Subpart D. E-commerce transactions
  1. Limit processing to PCI DSS compliant third-party providers.
  2. Ensure payment card data is not stored on campus servers or networks without approval by the chief information officer.
  3. Comply with System and campus User ID and Password requirements.
  4. Use only systems and technologies meeting all required security protocols.
  5. Conduct quarterly vulnerability scans as may be required and implement remediation efforts on a timely basis.

Subpart E. Acquiring bank chargebacks and sales draft transactions

  1. Identify responsible office on campus for control of timely and accurate response to requests for information in support of a questioned or disputed transaction
  2. Responsible office will coordinate timely and complete response.
  3. Maintain duplicate support material, including clear documentation of submission data.
  4. Ensure secure storage of support material (if cardholder data is included), followed by secure destruction upon resolution of sales draft / chargeback transaction.
Part 7. Adopt Data Security measures. Each college and university must adapt physical and IT security measures sufficient to satisfy payment card processing requirement contained within PCI DSS. Board Policy 5.23 Security and Privacy of Information Resources and supporting guidelines and procedures represent the primary source of system information security policy. Each college and university will need to implement local policies and procedures as necessary to address additional security needs that are unique to the campus environment.

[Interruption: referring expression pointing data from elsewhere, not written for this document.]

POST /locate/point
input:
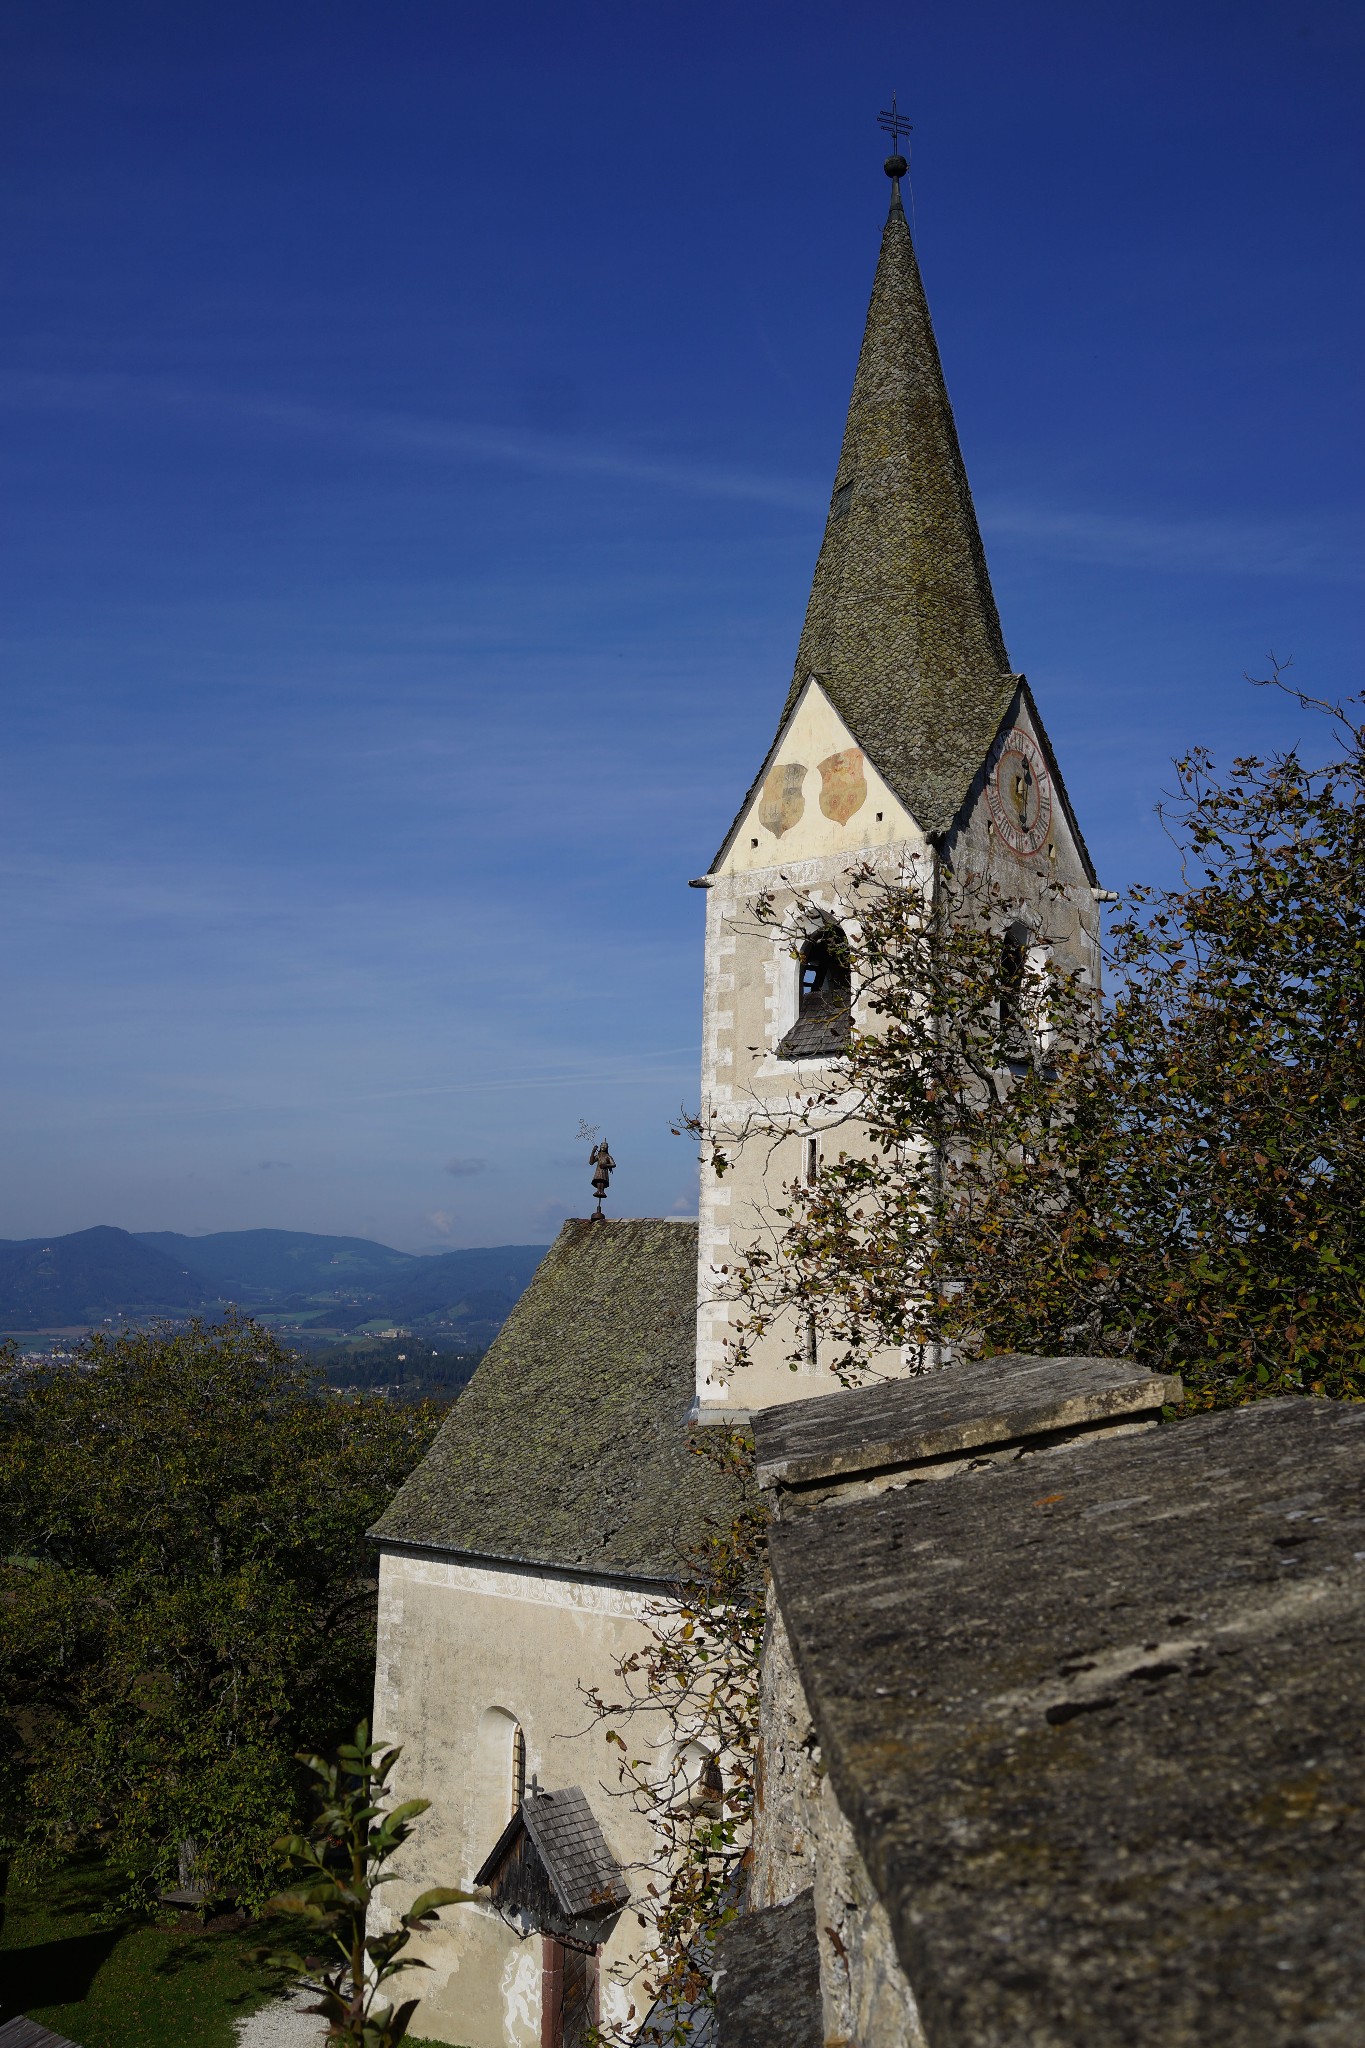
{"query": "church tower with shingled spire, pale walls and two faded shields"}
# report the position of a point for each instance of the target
(906, 740)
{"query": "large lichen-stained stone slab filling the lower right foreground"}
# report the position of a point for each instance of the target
(1098, 1725)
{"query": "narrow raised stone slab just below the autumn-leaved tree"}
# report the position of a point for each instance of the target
(946, 1416)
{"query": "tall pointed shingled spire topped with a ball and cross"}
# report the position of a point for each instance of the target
(901, 628)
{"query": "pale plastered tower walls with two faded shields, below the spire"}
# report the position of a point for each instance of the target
(789, 843)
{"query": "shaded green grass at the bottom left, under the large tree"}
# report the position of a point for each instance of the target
(107, 1979)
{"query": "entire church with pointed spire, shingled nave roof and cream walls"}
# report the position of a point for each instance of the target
(521, 1560)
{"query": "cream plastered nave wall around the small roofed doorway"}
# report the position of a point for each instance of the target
(468, 1652)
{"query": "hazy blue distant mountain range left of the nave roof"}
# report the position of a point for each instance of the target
(298, 1281)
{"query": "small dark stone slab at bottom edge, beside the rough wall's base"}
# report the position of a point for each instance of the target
(768, 1979)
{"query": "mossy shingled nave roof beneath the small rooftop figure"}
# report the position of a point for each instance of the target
(570, 1447)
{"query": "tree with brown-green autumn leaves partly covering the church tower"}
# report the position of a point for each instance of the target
(1174, 1170)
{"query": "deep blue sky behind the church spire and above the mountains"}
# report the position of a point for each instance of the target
(416, 427)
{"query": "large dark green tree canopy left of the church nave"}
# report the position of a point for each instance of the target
(187, 1594)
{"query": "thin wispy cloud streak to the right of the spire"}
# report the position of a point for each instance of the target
(1186, 546)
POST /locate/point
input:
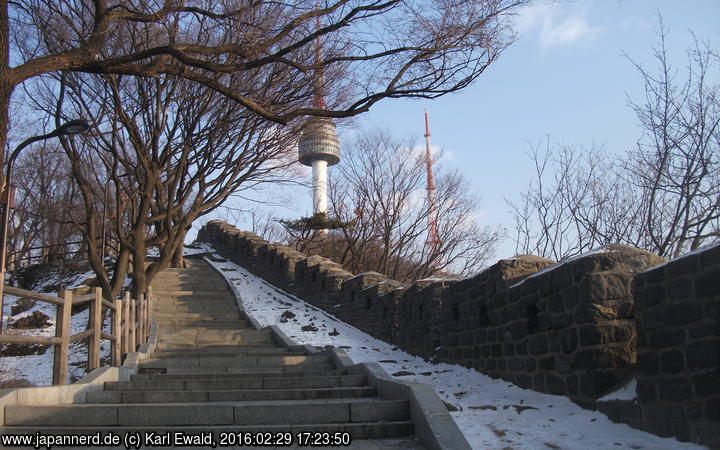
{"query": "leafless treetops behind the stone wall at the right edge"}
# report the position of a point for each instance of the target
(662, 196)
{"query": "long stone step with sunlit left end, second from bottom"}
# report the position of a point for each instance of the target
(268, 412)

Part 8. Meet Documentation Requirements. PCI DSS imposes a self assessment compliance approach using one of several self assessment questionnaires (SAQ). The specific questionnaire is determined by the processing environment and related level of risk. System institutions are classified as [Level 2, 3 or 4] merchants by acquiring banks. Each college and university must establish a self assessment process using the appropriate SAQ. It is up to each college and university to determine the degree to which each campus merchant is responsible for this self assessment. At a minimum, each campus must document:

a) ongoing self assessment using the appropriate SAQ;
b) annual campus merchant compliance status (tied to year-end financial statement review) including accurate documentation of any compensating controls and, if applicable, a plan to achieve full compliance if current status is noncompliant;
c) campus merchant change request and update reporting (requirement to report any proposed changes in processing and proposed steps necessary to address any changes in compliance requirements - this should be approved by the campus merchant approval officer); and
d) quarterly network scans (report results and remediation steps/timeline if applicable).

Part 9. Develop an Incident Response plan. Each college and university must designate a process for reporting a breach in security to the campus merchant approval officer and the chief financial officer.

Related Documents:

Procedure History:

Date of Implementation: 08/30/10,
Date of Adoption: 08/30/10,

Date & Subject of Revisions:

There is no additional HISTORY for at this time.